Project Proposal

2024-04-09

The project proposal is your first formal step toward completing your project for this course. In this assignment, you’ll (a) create the shared GitHub repository that will hold your project files and (b) collaboratively create a written description of what you will do, how you will judge its success, and what you intend to learn from the process.

Please note that, in order to complete the proposal, you will need to be in active communication with your project partners. Here’s my suggestion:

  1. Meet in person for an hour or two in order to brainstorm big-picture answers to each of the required points.
  2. At the end of your meeting, delegate some of the sections.
  3. Each group member works on “cleaning up” their delegated section into clean, engaging English prose.
  4. Plan one more meeting in which to discuss and make revisions prior to submission.

1 Create the Project Repository

One member of the group should go on GitHub.com and create the project repository.
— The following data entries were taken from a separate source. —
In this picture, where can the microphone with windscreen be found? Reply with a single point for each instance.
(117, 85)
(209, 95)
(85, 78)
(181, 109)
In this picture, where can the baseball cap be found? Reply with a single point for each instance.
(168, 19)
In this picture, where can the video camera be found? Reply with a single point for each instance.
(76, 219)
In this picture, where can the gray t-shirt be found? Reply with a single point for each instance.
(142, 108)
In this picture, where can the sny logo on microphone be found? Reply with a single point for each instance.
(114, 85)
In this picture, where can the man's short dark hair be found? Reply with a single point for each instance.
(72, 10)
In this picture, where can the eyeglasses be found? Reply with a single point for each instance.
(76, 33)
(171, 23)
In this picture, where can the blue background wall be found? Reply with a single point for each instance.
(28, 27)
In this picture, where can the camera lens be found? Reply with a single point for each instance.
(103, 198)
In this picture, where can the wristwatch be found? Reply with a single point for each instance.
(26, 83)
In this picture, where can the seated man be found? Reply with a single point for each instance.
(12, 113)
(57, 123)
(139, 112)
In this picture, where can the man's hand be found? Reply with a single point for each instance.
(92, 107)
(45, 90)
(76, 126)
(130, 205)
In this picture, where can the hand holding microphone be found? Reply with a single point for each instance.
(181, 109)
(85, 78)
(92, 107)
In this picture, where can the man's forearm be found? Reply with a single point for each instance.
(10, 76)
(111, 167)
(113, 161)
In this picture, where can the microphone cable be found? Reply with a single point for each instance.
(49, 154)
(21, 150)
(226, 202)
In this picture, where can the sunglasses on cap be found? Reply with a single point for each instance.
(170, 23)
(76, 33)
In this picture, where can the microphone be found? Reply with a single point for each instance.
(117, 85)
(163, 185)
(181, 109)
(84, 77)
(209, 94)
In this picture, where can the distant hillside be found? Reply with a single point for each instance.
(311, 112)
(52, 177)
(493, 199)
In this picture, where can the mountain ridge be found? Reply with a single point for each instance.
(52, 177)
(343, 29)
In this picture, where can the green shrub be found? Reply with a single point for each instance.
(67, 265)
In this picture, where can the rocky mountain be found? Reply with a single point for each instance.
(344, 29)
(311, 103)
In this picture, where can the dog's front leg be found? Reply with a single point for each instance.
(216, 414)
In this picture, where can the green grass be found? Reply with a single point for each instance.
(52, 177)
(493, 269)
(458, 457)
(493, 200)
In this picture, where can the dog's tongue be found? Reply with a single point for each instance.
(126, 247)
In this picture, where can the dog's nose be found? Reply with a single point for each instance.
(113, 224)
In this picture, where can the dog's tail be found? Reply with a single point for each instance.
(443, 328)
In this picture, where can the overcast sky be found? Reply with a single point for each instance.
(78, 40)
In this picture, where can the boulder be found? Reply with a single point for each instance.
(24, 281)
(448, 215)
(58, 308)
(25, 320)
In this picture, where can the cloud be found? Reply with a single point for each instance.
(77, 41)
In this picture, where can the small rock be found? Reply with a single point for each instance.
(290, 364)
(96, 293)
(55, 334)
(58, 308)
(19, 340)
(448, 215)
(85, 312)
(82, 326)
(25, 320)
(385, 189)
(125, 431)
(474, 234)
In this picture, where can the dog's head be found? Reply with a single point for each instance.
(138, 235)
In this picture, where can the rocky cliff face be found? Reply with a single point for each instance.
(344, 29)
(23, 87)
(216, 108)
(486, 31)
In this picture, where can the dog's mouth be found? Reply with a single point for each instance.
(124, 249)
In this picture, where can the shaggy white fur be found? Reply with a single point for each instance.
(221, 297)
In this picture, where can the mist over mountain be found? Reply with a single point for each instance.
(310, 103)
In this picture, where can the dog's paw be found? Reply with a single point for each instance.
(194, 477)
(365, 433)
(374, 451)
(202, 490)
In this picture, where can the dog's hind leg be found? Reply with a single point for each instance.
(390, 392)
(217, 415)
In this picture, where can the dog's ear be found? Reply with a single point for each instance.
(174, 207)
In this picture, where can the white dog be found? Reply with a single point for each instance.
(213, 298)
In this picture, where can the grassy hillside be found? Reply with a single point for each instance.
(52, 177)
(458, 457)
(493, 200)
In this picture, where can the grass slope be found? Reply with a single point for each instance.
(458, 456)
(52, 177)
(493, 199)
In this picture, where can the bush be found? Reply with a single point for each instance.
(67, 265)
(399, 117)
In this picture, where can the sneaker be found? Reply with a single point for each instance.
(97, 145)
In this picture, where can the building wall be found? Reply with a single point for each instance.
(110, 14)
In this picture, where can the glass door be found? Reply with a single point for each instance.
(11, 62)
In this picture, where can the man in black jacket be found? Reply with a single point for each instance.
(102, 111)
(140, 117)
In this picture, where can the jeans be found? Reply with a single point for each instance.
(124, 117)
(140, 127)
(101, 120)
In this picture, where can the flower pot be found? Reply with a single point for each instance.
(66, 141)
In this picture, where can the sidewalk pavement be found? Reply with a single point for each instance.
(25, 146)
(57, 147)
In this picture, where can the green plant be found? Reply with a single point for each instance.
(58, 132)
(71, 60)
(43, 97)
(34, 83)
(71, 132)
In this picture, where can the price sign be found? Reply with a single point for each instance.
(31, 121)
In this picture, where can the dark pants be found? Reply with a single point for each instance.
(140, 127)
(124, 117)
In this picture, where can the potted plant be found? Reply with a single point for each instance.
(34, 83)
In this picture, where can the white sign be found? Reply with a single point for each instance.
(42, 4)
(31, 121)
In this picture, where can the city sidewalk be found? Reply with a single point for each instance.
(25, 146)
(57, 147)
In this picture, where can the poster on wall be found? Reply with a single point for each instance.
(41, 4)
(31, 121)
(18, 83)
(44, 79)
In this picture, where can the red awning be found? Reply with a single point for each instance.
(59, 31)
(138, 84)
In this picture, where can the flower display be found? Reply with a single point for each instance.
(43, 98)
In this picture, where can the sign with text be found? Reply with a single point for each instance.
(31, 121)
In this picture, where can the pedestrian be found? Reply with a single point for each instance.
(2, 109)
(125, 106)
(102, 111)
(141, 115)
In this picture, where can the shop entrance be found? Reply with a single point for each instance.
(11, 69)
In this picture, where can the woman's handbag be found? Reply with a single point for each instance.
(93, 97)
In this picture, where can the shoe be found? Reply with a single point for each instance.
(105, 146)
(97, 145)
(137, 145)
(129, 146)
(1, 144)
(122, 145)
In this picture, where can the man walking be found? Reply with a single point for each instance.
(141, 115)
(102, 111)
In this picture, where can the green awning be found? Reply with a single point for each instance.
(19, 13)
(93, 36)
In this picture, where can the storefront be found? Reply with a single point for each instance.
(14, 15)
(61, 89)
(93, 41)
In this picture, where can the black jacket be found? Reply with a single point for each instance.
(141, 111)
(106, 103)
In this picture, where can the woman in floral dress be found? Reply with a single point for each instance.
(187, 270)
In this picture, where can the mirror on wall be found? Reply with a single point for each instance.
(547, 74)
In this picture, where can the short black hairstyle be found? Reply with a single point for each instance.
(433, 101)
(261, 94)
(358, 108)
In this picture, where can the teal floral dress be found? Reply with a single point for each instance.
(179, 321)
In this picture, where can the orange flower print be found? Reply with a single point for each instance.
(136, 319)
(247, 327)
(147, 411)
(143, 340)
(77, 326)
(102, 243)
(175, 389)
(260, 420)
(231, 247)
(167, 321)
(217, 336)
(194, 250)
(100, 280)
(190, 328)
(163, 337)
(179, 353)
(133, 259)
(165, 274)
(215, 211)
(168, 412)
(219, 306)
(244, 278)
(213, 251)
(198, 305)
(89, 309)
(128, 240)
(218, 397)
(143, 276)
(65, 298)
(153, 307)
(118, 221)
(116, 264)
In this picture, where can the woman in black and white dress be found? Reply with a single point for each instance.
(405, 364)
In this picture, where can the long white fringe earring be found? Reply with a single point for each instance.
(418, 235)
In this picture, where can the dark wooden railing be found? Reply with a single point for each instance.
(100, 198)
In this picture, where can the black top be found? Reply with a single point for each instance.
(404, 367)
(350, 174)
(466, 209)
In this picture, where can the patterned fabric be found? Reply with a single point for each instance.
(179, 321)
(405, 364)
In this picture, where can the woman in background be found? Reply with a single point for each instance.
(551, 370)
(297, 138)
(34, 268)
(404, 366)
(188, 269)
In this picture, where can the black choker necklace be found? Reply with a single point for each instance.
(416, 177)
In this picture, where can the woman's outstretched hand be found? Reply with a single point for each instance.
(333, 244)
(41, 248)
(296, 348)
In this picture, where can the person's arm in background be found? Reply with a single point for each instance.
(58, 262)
This is the central location that will house your project files. After creating the project repository, this group member should add all other group members as collaborators on the project (under Settings –> Manage Access).

All group members should now clone the repository, using either GitHub Desktop or the command line.

Do not fork the project repository, as this will lead to everyone having their own private version. Not very collaborative!

By the end of this step, you now have a shared repository, under version control, in which you can all collaborate. This is where your project files, including code and data, will live.

2 Write Your Project Proposal

Write your project proposal in your project repository. For now, you can just use the file README.md to hold your proposal; this has the benefit that GitHub.com will automatically render it for you. Specs for your proposal are below. Here’s what I’m looking for from your proposal:

Expected Sections

You should include sections in your proposal that address the following topics. Feel free to include additional sections as needed. Remember that you can create Markdown sections using the # character.

Abstract

In 3-4 sentences, concisely describe:

  • What problem your project addresses.
  • The overall approach you will use to solve the problem.
  • How you propose to evaluate your success against your stated goals.

Motivation and Question

Describe your motivation for your project idea. Some (shortened) examples of good types of motivations:

  • We have a scientific data set for which predictive or expoloratory models would help us generate hypotheses.
  • We have user information for which predictive models would help us give users better experiences.
  • We have performance data (e.g. from sports teams) for which predictive models could help us make better decisions.
  • Algorithmic bias is an increasingly urgent challenge as machine learning products proliferate, and we want to explore it more deeply.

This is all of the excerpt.